また,上記の実施形態で示した具体的な材料は,単なる一例であり,当然,その他のものを用いることもできる。つまり,例えば,活物質121としては,三元系正極活物質であるNMC(LiNi1/3Co1/3Mn1/3)に替えて,スピネル型のLiMn等のその他のものを使用することも可能である。また例えば,リチウムイオン二次電池の電極板に限らず,その他の電池の電極板にも適用することができる。
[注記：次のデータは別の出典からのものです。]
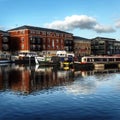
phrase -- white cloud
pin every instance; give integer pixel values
(117, 24)
(73, 22)
(81, 22)
(103, 29)
(2, 28)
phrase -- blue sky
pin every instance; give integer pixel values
(84, 18)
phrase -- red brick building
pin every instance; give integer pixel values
(4, 43)
(40, 40)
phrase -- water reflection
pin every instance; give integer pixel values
(28, 79)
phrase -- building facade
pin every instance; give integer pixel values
(82, 46)
(41, 40)
(104, 46)
(4, 43)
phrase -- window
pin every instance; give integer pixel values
(57, 41)
(22, 47)
(5, 39)
(22, 39)
(48, 40)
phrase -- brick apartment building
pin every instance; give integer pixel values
(105, 46)
(40, 40)
(82, 46)
(4, 43)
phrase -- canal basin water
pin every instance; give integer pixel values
(37, 93)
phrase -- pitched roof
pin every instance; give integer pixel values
(80, 38)
(37, 28)
(104, 38)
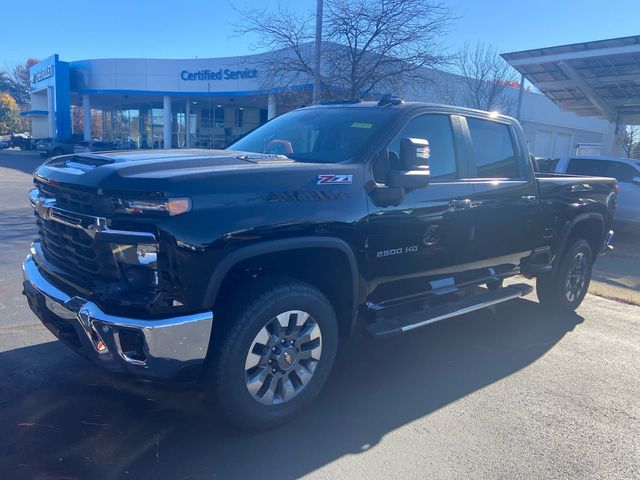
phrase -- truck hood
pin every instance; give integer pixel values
(220, 173)
(154, 169)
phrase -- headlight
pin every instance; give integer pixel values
(170, 206)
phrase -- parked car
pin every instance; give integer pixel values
(247, 269)
(23, 142)
(625, 170)
(52, 147)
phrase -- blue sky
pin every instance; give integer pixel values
(187, 28)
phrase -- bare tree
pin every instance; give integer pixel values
(369, 46)
(630, 137)
(487, 81)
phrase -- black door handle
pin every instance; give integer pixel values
(460, 204)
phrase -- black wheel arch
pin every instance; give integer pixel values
(357, 290)
(589, 226)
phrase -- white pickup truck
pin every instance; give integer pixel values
(625, 170)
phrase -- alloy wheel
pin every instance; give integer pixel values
(283, 357)
(576, 277)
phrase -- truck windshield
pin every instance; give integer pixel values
(325, 135)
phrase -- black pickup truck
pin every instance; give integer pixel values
(248, 267)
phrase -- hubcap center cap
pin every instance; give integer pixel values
(287, 358)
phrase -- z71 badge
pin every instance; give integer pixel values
(335, 179)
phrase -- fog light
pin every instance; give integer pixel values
(141, 254)
(140, 278)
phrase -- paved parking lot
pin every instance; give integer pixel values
(502, 393)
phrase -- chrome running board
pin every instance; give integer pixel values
(470, 304)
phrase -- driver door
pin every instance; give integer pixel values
(425, 243)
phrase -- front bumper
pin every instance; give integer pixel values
(155, 349)
(606, 247)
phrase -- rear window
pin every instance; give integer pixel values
(622, 172)
(493, 149)
(587, 167)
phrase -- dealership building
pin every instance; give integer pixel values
(167, 103)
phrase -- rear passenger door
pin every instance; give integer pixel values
(505, 200)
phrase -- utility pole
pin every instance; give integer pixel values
(519, 109)
(316, 54)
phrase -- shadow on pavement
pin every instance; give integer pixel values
(75, 421)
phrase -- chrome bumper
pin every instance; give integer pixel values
(166, 345)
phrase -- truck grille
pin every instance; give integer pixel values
(74, 251)
(70, 199)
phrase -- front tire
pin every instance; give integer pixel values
(565, 288)
(276, 354)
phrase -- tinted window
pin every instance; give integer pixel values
(588, 167)
(493, 149)
(436, 129)
(327, 135)
(622, 172)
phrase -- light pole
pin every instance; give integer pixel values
(316, 54)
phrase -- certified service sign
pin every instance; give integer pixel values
(46, 72)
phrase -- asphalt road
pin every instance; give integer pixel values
(502, 393)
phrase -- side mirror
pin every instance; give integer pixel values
(414, 165)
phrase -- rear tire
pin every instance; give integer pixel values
(276, 354)
(564, 289)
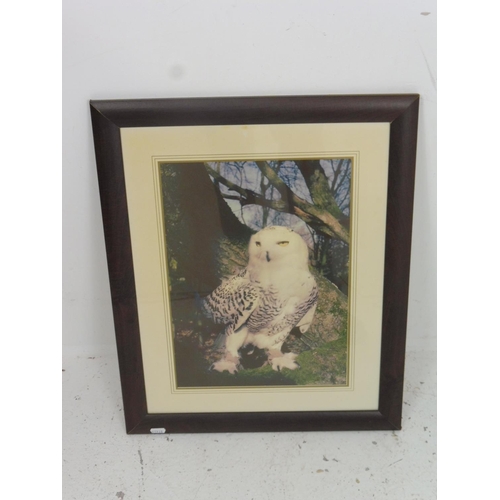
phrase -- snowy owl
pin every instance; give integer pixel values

また例えば,上記では,界面活性剤としてPVAを使用した例について説明している。しかし,その他の界面活性剤を用いることも可能である。
1 湿潤粉体成膜装置
10 第1ロール
20 第2ロール
30 第3ロール
100 電極板
110 集電箔
120 電極合剤層
121 活物質
122 結着材
123 溶媒
124 界面活性剤
130 湿潤造粒物
A 第1対向位置
B 第2対向位置

Claims (1)

  1. 溶媒を少なくとも活物質および結着材と混合することにより形成された湿潤造粒物を,ロール対の間隙に通すことでシート状に成形しつつ集電箔上に付着させることで集電箔上に電極合剤層を形成する湿潤粉体成膜方法において,
    前記湿潤造粒物を,
    前記活物質および前記結着材を,前記溶媒と攪拌により混合してこれらの混合物を得る第1の攪拌工程と,
    前記混合物を,前記溶媒および界面活性剤と攪拌により混合する第2の攪拌工程とにより形成するとともに,
    前記湿潤造粒物における前記溶媒と前記界面活性剤との重量比率を,前記溶媒と前記界面活性剤とを混合した混合液に対する前記活物質の接触角が,10°以上,80°以下の範囲内となる比率とし,
    前記湿潤造粒物の全体の重量に占める固形分の重量の割合を,63%以上,92%以下の範囲内として形成することを特徴とする湿潤粉体成膜方法。